Skin cancers are locally destructive cancerous (malignant) growth of the skin. They originate from the cells of the epidermis, the superficial layer of the skin.
Unlike cutaneous malignant melanoma, the vast majority of these sorts of skin cancers rarely spread to other parts of the body (metastasize) and become life-threatening.
There are three major types of skin cancer: basal cell carcinoma (the most common), squamous cell carcinoma (the second most common), which originate from skin cells, and melanoma, which originates from the pigment-producing skin cells (melanocytes) but is less common, though more dangerous, than the first two varieties.

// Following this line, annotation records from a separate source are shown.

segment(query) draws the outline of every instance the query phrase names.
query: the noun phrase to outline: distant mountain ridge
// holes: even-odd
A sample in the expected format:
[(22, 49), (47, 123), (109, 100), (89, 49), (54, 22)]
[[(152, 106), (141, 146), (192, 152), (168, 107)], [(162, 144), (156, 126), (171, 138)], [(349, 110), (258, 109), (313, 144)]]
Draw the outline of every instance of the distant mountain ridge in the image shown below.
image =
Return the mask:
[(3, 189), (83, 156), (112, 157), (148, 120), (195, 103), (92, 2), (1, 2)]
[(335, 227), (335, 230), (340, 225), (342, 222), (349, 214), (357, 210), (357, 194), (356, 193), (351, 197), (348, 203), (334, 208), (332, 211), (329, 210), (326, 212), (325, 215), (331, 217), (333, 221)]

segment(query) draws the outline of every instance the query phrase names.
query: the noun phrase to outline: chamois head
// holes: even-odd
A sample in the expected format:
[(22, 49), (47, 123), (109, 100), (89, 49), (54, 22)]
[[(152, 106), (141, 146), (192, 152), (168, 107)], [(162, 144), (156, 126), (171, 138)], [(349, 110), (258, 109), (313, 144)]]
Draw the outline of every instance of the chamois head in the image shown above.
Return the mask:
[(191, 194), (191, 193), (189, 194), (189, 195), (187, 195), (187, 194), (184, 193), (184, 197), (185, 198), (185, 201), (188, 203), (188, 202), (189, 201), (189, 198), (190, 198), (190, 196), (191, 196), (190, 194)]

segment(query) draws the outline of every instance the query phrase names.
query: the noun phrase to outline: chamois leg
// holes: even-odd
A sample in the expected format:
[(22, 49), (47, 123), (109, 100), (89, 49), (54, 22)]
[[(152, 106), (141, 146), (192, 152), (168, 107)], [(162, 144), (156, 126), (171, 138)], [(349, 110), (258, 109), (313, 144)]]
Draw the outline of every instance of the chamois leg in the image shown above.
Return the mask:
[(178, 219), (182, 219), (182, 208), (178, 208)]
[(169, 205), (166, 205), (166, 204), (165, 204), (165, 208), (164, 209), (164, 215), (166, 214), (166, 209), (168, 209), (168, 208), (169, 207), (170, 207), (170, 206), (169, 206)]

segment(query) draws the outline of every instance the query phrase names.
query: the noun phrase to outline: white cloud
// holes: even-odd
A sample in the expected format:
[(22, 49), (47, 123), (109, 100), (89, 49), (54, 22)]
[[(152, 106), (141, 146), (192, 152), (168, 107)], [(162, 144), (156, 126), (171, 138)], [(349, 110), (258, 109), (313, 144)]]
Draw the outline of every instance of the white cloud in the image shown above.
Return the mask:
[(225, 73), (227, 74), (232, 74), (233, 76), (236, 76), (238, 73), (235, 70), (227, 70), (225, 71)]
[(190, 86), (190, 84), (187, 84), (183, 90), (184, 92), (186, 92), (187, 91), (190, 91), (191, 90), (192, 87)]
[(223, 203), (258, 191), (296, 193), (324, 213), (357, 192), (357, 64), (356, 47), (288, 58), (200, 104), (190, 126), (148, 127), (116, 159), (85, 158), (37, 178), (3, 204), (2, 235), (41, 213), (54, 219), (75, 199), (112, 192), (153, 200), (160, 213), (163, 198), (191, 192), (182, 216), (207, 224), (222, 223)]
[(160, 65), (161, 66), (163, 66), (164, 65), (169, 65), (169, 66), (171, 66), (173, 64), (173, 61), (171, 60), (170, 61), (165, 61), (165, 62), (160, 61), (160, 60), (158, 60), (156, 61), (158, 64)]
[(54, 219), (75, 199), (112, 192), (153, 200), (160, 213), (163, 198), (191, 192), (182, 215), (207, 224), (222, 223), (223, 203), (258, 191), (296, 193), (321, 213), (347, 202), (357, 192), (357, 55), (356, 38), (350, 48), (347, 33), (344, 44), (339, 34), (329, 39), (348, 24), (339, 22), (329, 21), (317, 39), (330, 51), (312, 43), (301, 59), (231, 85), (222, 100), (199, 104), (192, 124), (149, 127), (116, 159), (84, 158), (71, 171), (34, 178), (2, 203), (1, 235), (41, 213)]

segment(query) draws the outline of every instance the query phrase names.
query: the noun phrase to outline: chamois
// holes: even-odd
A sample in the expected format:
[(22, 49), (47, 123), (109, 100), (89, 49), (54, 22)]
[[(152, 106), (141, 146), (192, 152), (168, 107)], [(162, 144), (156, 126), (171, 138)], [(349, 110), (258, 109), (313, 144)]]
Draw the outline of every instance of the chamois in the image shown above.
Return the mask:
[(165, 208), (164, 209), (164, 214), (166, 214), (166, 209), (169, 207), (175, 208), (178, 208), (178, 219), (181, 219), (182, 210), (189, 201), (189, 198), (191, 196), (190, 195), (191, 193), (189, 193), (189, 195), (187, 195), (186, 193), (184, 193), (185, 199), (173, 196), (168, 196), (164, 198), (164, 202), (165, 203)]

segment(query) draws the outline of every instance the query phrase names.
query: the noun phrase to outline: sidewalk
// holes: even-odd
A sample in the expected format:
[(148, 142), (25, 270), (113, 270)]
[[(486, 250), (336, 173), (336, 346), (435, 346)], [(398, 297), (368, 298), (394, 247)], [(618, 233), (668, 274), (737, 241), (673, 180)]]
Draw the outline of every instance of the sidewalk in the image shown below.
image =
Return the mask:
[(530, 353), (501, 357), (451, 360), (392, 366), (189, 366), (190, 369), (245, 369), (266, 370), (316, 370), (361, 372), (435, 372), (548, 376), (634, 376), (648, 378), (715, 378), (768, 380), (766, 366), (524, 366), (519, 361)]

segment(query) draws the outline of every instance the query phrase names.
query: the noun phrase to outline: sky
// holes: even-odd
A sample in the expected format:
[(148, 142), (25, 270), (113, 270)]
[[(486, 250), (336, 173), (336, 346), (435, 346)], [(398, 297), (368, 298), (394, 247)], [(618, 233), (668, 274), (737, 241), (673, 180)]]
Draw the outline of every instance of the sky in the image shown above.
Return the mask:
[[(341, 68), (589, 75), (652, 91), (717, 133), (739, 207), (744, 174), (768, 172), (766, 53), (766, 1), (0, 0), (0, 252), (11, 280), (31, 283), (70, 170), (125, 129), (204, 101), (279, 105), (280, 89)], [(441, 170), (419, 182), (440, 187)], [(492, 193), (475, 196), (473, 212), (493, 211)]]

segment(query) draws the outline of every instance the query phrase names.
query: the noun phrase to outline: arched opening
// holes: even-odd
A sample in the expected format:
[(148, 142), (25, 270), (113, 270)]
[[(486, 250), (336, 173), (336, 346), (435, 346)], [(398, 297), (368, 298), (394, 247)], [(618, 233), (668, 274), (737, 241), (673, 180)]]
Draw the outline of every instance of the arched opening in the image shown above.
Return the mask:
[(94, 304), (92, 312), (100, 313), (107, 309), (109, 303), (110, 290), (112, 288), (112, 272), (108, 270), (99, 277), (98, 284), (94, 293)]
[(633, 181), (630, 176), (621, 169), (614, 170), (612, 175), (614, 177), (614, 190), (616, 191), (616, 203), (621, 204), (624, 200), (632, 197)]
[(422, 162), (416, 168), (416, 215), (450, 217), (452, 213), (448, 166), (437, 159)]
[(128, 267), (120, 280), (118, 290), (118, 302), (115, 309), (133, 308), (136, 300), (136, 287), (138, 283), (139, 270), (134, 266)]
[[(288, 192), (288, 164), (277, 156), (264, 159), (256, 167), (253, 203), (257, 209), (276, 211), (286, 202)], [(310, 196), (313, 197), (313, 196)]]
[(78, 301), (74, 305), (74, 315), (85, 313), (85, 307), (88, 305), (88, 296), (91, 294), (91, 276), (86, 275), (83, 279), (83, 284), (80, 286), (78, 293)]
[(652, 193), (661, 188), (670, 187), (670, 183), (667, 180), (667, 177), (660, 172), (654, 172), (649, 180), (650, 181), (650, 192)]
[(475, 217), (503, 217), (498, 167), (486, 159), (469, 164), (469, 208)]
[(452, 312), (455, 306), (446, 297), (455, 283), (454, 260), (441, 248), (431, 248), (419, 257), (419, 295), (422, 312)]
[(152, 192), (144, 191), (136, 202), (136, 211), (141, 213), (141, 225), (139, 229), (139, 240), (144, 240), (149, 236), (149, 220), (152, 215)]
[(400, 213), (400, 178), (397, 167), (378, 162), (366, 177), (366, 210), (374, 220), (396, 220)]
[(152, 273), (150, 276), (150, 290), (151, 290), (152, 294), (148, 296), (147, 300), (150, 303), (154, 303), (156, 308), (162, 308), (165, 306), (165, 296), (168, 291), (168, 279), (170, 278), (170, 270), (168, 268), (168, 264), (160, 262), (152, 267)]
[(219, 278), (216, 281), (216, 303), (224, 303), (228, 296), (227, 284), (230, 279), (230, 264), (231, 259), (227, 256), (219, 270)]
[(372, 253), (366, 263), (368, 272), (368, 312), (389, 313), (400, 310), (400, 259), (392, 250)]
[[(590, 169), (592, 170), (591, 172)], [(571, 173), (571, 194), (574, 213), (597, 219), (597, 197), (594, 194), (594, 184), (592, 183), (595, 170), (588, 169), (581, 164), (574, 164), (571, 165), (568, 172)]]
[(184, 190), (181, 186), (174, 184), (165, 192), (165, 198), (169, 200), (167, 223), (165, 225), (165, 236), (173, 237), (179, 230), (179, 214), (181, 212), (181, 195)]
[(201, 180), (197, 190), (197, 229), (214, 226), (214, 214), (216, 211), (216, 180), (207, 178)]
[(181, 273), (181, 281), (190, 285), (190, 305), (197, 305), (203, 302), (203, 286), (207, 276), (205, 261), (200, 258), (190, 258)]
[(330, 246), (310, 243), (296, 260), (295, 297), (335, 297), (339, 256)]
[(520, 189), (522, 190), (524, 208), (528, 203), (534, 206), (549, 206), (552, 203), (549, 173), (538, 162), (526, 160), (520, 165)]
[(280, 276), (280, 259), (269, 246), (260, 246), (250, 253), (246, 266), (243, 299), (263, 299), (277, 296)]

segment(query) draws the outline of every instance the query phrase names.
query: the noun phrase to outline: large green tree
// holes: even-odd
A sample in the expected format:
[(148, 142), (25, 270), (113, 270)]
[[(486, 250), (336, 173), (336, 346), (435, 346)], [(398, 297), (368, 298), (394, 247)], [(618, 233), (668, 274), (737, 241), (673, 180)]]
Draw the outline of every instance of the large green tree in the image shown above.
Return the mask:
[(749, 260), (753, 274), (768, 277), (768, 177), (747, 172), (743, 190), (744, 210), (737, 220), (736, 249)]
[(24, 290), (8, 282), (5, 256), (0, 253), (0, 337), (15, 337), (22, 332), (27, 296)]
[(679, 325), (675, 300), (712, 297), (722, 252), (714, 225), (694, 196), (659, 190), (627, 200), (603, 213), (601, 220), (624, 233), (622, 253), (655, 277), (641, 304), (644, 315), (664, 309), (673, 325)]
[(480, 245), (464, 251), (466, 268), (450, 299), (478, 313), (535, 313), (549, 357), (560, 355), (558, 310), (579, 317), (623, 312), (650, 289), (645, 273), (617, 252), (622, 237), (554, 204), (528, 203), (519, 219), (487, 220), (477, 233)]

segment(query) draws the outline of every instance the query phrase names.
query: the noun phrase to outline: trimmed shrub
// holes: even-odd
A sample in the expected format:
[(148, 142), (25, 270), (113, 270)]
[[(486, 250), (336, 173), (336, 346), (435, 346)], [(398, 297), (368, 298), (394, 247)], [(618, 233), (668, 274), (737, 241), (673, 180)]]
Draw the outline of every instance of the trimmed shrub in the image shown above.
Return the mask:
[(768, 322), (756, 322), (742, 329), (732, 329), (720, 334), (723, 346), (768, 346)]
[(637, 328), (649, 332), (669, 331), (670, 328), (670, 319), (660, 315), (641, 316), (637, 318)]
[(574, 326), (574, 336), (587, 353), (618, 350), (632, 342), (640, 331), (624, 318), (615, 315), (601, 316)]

Other rare forms of skin cancer include lymphomas, Merkel cell cancers, and cancers of other tissue in the skin, including sarcomas as well as hair and sweat gland tumors
Continue reading to find out ways to prevent skin cancer.
1. Wear protective clothing and pay attention to your windows.
You might assume the windows in your home and car effectively block ultraviolet light but this is not so. While your car’s windshield deflects both UVA and UVB rays, its side windows repel only UVB light. UVA won’t burn your skin, but it can give you cancer.
To protect yourself, you don’t have to hole up in a dark basement; just don’t lounge in direct light shining through your windows or skylights in the middle of the day. Also, wear clothing that covers your arms and legs.
2. Pay attention to your diet
According to a 2011 study from the British Journal of Dermatology, if your immune system is weak or compromised, you may be at elevated risk for skin cancer, The likely reason: When your immune system is weakened, it might not be able to kill cancer or tumor cells in their earliest stages.
If you tend to get sick often, that’s a sign your immune system may not be in top shape. Along with exercise and maintaining a healthy weight, some foods are known immune-boosters. Eating more garlic, yogurt, and black and green tea will benefit your body.
3. Sunscreen is very important
Sunscreen should be applied 20 minutes before exposure to UV in order to create the intended protective barrier. It should be applied liberally and evenly to clean and dry skin.
Sunscreen should always be reapplied at least every two hours, irrespective of the water resistance of the sunscreen. Swimming, sport, sweating and towel drying can reduce the effectiveness of the product, so sunscreen should always be reapplied after these activities.
4. Wear more sunshades
Seek shade when appropriate, remembering that the sun’s rays are strongest between noon and 4 p.m. If your shadow is shorter than you are, then definitely seek shade.